March 19, 2011

Experts Propose Transmissible Gene Therapy to Halt the HIV Epidemic

March 18, 2011

Researchers have outlined an intriguing model that could help slow the spread of HIV better than test-and-treat models or a modestly effective HIV vaccine. Their theory, published online March 17 in the journal PLoS Computational Biology and reported by aidsmap, details how a gene therapy that curbs HIV production could be given to people with HIV. If these people were to have unsafe sex with someone else, they would pass along the gene therapy, essentially limiting the effects of HIV if the virus were to take hold in their sex partner.

The new gene therapy technology uses tiny pieces of genetic code called therapeutic interfering particles (TIPs) packaged inside of a lentivirus. The TIPs can’t reproduce on their own. They depend on genes produced by HIV. In the body of someone who is HIV-positive, the TIPs essentially steal HIV’s genetic material and, because they reproduce faster than the virus, outcompete HIV in the body and prevent it from replicating at its normally high rate.

If a person with both HIV and TIPs in the body were to have unprotected sex or share injection equipment with an HIV-negative person, they would theoretically be less likely to pass on HIV—because the TIPs have caused HIV levels to drop—but they would be likely to pass on the TIPs. The person infected with the TIPs would have the TIPs genes sitting dormant inside of them until they did acquire HIV. When that happens, the TIPs would hopefully keep their HIV levels low enough that they wouldn’t easily pass on HIV to others. What makes the technology so exciting is that giving the gene therapy to just one HIV-positive partner could spread TIPs throughout their entire sexual or drug-using network, thus substantially lowering HIV transmission rates for all involved.

“TIPs are molecular parasites that ‘piggyback’ on HIV [transmission networks] to spread between individuals,” said Leor Weinberger, PhD, from the University of California at San Diego, the senior scientist on the team.

Weinberger and his colleagues devised their model based on a desire to reach a critical juncture of high-risk individuals whom experts call “super spreaders.” Such individuals, who typically make up less than 20 percent of a sexual or drug-using network, are actually responsible for 80 percent or more of all new infections. Because such individuals are often not in care and are undiagnosed, they are incredibly difficult to reach.

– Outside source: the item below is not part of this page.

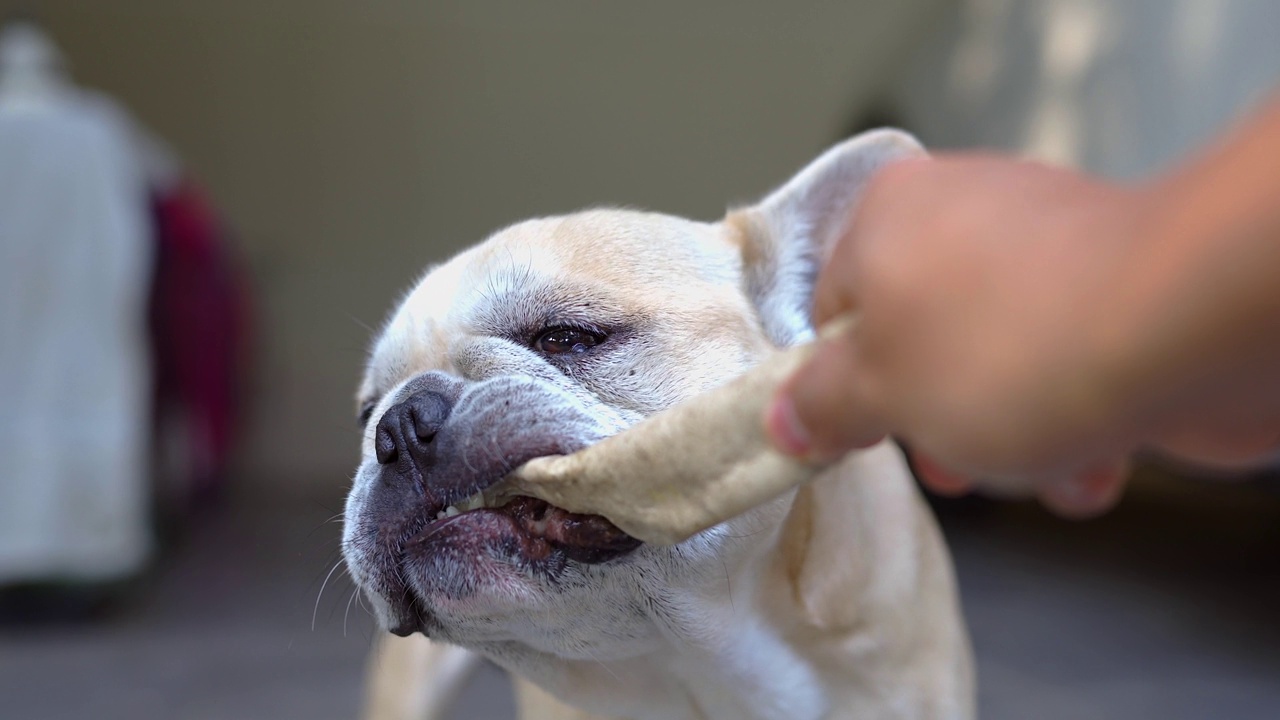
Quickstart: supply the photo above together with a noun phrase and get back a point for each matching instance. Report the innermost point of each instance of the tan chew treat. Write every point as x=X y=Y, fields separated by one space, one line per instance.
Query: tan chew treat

Using data from several real world databases from areas in Africa with the most out-of-control HIV epidemics, Weinberger’s team conducted computer simulations that modeled the effect of five scenarios on the rate of new infections and overall prevalence of HIV over a 30- to 50-year period. Those scenarios included: aggressively testing all HIV-negative people and placing those found to be positive on treatment (test and treat), offering a 30 percent effective vaccine in a community, offering a 50 percent effective vaccine, using TIPs that reduce HIV levels by 0.5 logs in those infected and using TIPs that could reduce HIV levels by 1.5 logs.

The team found that either TIPs scenario cut HIV infections and prevalence by 30 to 50 times more than the test and treat approach or either vaccine. They estimate that that this huge difference in efficacy was due to the fact that TIPs spread quickly and easily throughout an entire sexual network, while test and treat and vaccine approaches rely on the laborious process of finding such individuals, usually long after they have acquired HIV and spread it to others.

The authors caution that there is a lot of laboratory and clinical work that must first be done before TIPs can be judged feasible enough to continue study. For one thing, the specific TIPs must be tested in animals first to ensure that they don’t actually amplify HIV replication rather than slow it down. Scientists will also need to judge how long the TIPs last in the body.

Weinberger said that his team will be working with medical ethicists to determine if it would be ethical to introduce a transmissible new therapy, such as TIPs, into a population of people.

Nevertheless, the authors comment that a single injection of TIPs into a relatively small number of HIV-positive people has the potential to far outstrip either test and treat or a vaccine in cutting new infections—and at a fraction of the cost.